Die Pädagogin lässt jedoch in ihren Bemühungen nicht nach, sich zu Simon und seinem Spiel in Beziehung zu setzen. Sie bleibt dabei sehr ruhig und reduziert. Nun nimmt sie das Auto ihrerseits in den Blick und singt förmlich das „Tatü-Tata“! – Simon hält inne und nimmt Blickkontakt zu der Erzieherin auf, die diesen Blick auch für einen kurzen Moment erwidern kann, denn genau in diesem Moment kommt ein Mädchen, sagt zu der Kollegin: „Guck mal!“ – und hält ihr ein Spielzeug vors Gesicht. Sofort ist das dünne Beziehungsband zwischen Simon und der Fachkraft gerissen. Hier liegt ein Grundproblem in der Begleitung von autistischen Kindern. Ihre Affekte sowie ihre Möglichkeiten sich über ihre Augen und ihre Mimik in Beziehung zu setzen sind so reduziert und selten, dass sie den Aufmerksamkeitsfokus ihrer Bezugspersonen in der Regel nicht hinreichend erreichen, um einen dauerhaften und so wichtigen, wechselseitigen Dialog entstehen zu lassen.

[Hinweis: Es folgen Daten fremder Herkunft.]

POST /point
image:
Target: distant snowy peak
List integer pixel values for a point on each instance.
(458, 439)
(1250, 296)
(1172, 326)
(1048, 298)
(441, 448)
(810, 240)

Wir brauchen also einen Rahmen, der die Möglichkeit, den anderen mit seinen Initiativen, kleinsten Kommunikationsangeboten und Affekten, wahrzunehmen, erhöht.*4 In der Kita, in welcher Simon betreut wird, wählen wir einen sehr reizarmen Raum in welchem nur ein Teppichboden sowie acht Bewegbausteine (bezogenen Schaumgummiblöcke) sind. Hier trifft sich die heilpädagogische Fachkraft fast täglich für 20 Minuten mit Simon, um Interaktionsmomente zu initiieren. Sie baut dazu aus den Bewegbausteinen einen massiven Turm, der Simon deutlich überragt, während dieser im Zehenspitzengang seine Runden dreht – ohne scheinbar Notiz von diesem Bauwerk zu nehmen. Doch genau in dem Moment, als die pädagogische Fachkraft den letzten Stein auf den Turm gesetzt hat, steuert Simon darauf zu, gibt einen Ton von sich und schubst den Turm mit einem heftigen Stoß um. Es geht alles rasend schnell und die Pädagogin geht zu Simons Aktion und seinem Erleben mit ihrem ganzen Körper, mit ihrer Stimme, mit ihrer Gestik und Mimik sowie ihrer Emotion in Beziehung. Es ist ein explosiver – oder besser exklusiver – Beziehungsmoment, in welchem es für Beide nur das Ereignis des Fallenden Turmes sowie den eigenen Reaktionen gibt, die hier für Sekunden zu einer Einheit verschmelzen. Simon lacht, kreischt und das spontane Lachen der Fachkraft, welches sich auch in ihrem Gesicht abbildet, ist hier eine unmittelbare Spiegelung seiner Emotionen.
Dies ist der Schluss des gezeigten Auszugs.